Pakistan’s foreign minister Hina Rabbani Khar was always in danger of being miscast as an up-at-heel Cinderella by the Indian media during her visit to Delhi this week — and I plead guilty.

The lady’s fury is totally in order, too. Back in Lahore, when asked by waiting reporters to react to the Indian media’s description of her as a style icon, Hina snapped back. “There is paparazzi everywhere,” she said, implying that the Indian journalist’s obsession with her oversized Birkin bag (at Rs1.7 million, said the Times of India), her Roberto Cavalli sunshades and her coloured pearls (South Sea or Mikimoto?) was directly proportional to the limited attention it paid to all serious issues.

Now that’s a serious charge, and regretfully I must admit the beautiful Hina may be right again. The Indian media was so swept off its feet by the trappings of the vision from across the border, it failed to adequately note the path-breaking nature of the joint statement in which, for the first time in several decades, “the people” from both countries were put on top of the bilateral agenda.

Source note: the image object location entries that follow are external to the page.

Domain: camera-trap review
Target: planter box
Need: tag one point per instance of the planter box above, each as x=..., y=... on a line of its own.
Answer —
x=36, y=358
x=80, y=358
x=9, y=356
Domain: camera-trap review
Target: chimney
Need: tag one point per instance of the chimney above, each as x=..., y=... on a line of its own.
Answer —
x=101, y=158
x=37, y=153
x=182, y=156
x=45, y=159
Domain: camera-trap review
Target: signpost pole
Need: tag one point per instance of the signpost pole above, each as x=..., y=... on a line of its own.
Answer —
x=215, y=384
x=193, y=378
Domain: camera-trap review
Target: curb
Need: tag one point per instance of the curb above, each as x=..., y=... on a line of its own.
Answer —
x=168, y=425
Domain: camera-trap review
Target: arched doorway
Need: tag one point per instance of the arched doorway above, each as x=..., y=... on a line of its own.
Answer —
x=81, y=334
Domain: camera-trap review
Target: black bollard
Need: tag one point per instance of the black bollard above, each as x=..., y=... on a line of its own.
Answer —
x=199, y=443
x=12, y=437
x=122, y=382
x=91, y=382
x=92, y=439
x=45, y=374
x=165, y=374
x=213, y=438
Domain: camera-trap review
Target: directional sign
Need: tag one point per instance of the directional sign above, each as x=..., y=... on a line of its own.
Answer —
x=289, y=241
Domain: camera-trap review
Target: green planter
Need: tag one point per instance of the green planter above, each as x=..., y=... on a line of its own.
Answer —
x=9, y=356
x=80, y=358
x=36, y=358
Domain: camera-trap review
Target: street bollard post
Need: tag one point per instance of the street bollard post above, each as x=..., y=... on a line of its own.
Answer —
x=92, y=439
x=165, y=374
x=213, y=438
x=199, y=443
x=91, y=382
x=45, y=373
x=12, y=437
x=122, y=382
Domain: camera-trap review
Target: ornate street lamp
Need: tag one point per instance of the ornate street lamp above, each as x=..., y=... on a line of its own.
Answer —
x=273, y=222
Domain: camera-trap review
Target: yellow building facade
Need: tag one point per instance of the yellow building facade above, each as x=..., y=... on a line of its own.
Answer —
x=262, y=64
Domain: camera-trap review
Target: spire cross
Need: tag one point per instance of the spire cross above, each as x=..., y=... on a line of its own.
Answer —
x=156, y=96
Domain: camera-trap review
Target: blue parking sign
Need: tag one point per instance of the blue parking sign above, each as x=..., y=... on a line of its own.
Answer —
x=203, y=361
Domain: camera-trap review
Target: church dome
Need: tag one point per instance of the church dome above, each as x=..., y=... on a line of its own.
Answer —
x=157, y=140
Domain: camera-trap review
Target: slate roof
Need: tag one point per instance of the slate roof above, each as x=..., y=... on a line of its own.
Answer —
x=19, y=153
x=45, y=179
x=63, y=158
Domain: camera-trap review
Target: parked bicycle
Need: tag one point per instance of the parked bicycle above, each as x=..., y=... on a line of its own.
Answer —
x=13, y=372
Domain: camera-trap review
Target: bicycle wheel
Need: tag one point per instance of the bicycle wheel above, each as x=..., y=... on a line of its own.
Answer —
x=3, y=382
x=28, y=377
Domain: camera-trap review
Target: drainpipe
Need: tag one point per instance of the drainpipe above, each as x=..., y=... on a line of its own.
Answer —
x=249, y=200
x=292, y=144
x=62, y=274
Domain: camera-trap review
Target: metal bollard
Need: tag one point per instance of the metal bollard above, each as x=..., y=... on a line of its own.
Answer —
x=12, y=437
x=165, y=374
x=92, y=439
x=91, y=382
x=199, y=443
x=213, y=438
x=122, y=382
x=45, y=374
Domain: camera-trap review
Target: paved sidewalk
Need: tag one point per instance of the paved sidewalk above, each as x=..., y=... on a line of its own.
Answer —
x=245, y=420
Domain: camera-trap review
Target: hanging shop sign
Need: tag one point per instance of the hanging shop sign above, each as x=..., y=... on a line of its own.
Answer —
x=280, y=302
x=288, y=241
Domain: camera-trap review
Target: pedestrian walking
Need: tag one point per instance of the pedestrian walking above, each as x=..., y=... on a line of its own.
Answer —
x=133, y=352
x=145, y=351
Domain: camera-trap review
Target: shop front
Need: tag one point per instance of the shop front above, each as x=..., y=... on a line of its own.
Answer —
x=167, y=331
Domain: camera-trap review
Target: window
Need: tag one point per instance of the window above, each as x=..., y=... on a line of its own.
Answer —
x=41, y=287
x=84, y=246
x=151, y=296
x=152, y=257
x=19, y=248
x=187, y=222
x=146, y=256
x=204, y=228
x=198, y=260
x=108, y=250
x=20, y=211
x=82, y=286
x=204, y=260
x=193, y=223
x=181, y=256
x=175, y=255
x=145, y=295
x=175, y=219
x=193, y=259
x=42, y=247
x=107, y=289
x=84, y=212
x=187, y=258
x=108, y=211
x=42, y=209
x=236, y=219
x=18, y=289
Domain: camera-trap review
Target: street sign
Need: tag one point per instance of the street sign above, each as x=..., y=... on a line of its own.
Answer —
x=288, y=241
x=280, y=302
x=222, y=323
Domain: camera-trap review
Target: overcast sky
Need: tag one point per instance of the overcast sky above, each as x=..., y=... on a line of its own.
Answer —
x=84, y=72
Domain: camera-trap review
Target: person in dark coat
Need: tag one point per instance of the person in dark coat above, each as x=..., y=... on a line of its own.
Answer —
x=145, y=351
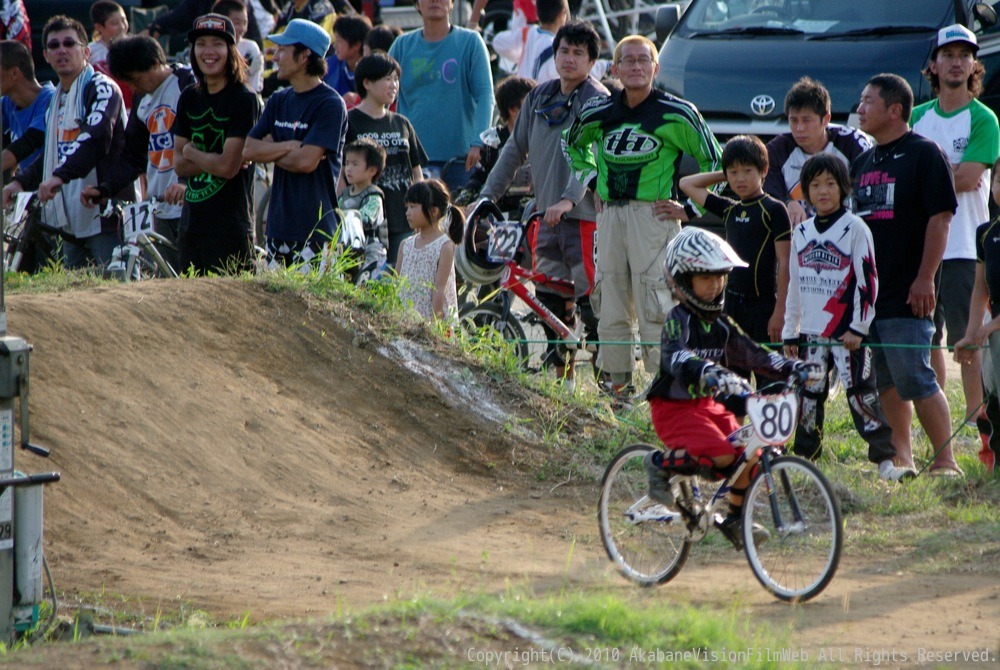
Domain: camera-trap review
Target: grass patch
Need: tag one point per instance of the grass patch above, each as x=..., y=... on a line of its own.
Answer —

In fact, the Pakistani media returned the compliment in some ways. The obsession with the Great Game in both countries abounds: Indian spies are found on sundry street corners in the big and small cities of Balochistan, the return to ‘strategic depth’ in Afghanistan is accompanied by a rush of adrenalin whether or not Kabul is interested in such a relationship with Islamabad in the first place, and Siachen and Sir Creek become coveted markers from where spheres of influence can be enhanced.


But look at what happened this time. The Pakistani side couldn’t possibly object to Delhi’s initiatives to increase interaction between Kashmiris on both sides of the Line of Control, or across the international border. The offer of “non-discriminatory trade” is  hidden deep inside the joint statement, an alias for most-favoured nation status. Let’s see how that pans out when Pakistan’s commerce secretary Zafar Mehmood comes to Delhi to talk to his counterpart Rahul Khullar. (And yes, both are Punjabi).

Actually, it may be a good thing that Hina Rabbani Khar stole the show last week. Pakistan’s “weapon of mass distraction”, as a fully paid-up member of India’s Twitterati set described her, has thrown such a cloud of stardust in the eyes of both medias that it allows both governments — and dare I say, Pakistan’s army, which takes a serious interest in foreign policy, especially with India — to underwrite the small-is-beautiful measures that hawks mostly misunderstand.

The unspoken charge against Hina in Delhi was that at 34 years of age, she couldn’t possibly be anything but a lightweight. She has very little experience, she belongs to Pakistan’s upper-class and is therefore as feudal as they come, and may be a front for the real powers that runs foreign policy, whether Ashfaq Kayani, Asif Zardari, Yousaf Raza Gilani or Rehman Malik.

Thing about Hina is, she’s stunning. There are so few men and women in public life who are so good-looking that the attention is natural. But instead of getting perturbed by the publicity, she would do well to remember that Indira Gandhi was also called a goongi gudiya when she first entered politics — within five years, the country was calling her Durga, the mother goddess.

Published in The Express Tribune, July 31st, 2011.